State funding to help low-income families pay for preschool is a step closer to being restored under a measure passed Wednesday by the House Education Committee.

About 1,300 families rely on the Preschool Open Doors program to cover preschool costs, but money for the program was inadvertently left out of the governor’s budget for the coming fiscal year.

Senate Bill 64 was introduced by Sen. Kalani English to restore funding to the Preschool Open Doors program and had already passed the Senate.

Preschoolers at Seagull Schools.

Preschoolers at Seagull Schools

Alia Wong/Civil Beat

The program serves low-income families, about half of which are single-parent households. Parents received an average of $544 per month in 2014.

“Preschool Open Doors … is a lifeline for many low and moderate income parents,” said Christina Cox, who is the president KCAA Preschools of Hawaii.

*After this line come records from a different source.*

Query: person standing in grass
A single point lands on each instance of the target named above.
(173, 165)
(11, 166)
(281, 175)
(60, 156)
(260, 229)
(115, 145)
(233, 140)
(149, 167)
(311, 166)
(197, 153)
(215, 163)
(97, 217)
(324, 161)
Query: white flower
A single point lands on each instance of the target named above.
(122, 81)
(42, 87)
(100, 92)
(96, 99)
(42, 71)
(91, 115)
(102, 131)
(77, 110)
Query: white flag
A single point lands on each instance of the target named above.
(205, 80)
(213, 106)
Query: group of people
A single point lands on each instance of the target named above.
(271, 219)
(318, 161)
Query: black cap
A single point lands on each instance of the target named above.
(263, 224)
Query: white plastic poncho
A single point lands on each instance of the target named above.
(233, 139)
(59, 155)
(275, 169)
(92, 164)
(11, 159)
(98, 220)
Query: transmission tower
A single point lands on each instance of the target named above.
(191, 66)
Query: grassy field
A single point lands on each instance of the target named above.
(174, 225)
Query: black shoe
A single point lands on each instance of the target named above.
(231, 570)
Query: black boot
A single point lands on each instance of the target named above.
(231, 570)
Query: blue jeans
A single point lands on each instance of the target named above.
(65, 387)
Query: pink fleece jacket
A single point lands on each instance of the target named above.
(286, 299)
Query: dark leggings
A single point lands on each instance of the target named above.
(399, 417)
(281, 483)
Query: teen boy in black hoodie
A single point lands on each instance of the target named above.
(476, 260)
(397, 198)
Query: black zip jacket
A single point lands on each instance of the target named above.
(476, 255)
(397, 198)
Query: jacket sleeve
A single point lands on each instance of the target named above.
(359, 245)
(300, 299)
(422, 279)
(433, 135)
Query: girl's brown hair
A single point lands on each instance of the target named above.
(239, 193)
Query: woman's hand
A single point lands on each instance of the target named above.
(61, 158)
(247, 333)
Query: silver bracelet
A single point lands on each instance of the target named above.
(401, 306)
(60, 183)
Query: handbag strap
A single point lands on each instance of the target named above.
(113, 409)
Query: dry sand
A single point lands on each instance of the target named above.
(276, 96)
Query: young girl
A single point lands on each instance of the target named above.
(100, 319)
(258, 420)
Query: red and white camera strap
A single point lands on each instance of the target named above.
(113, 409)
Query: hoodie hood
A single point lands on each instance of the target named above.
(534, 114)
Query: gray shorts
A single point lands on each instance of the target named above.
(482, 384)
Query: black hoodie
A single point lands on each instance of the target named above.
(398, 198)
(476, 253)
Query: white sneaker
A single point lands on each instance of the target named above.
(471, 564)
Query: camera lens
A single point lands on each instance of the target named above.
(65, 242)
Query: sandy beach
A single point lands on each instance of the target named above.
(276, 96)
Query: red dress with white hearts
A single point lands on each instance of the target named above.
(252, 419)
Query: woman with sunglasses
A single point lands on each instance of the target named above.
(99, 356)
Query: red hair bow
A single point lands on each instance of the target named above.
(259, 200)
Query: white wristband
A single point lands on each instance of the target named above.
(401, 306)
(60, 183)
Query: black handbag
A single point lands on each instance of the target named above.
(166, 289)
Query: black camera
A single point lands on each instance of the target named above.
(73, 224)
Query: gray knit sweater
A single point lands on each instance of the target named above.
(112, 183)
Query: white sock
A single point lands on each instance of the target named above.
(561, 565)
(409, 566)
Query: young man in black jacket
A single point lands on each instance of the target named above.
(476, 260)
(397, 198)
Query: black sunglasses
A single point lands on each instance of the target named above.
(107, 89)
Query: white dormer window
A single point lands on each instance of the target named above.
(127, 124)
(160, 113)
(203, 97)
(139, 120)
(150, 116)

A 2013 report by ChildCare Aware of America estimates that parents in Hawaii spend about $8,000 a year on preschool per child. Meanwhile, most of the families who received POD subsidies make about $33,000 a year, according the Good Beginnings Alliance, a nonprofit organization.

Melanie Padgett, of the Maui County Early Childhood Resource Center, said that many parents would be forced to quit their jobs to watch their children if funding for the POD program isn’t restored this legislative session.

“To take this funding away would be wrong … it would be devastating,” said Diana Pereira, who testified in support of SB 64.

As originally written, SB 64 would have allocated $6 million to provide subsidies and another $440,000 for three positions and other services to run the program. However, it was amended to leave the funding amount blank so lawmakers could factor in the budget request later in the legislative session.

Another bill, Senate Bill 844, would set up a program to establish universal pre-K at public and charter schools that would be administered by the Executive Office on Early Learning. The bill would allow parents to enroll their children in pre-K programs at public and charter schools across the state.

The House Education Committee hasn’t scheduled SB 844 for a hearing yet. In order to move through the rest of the legislative process, the bill must be passed by the House Education and Finance Committees.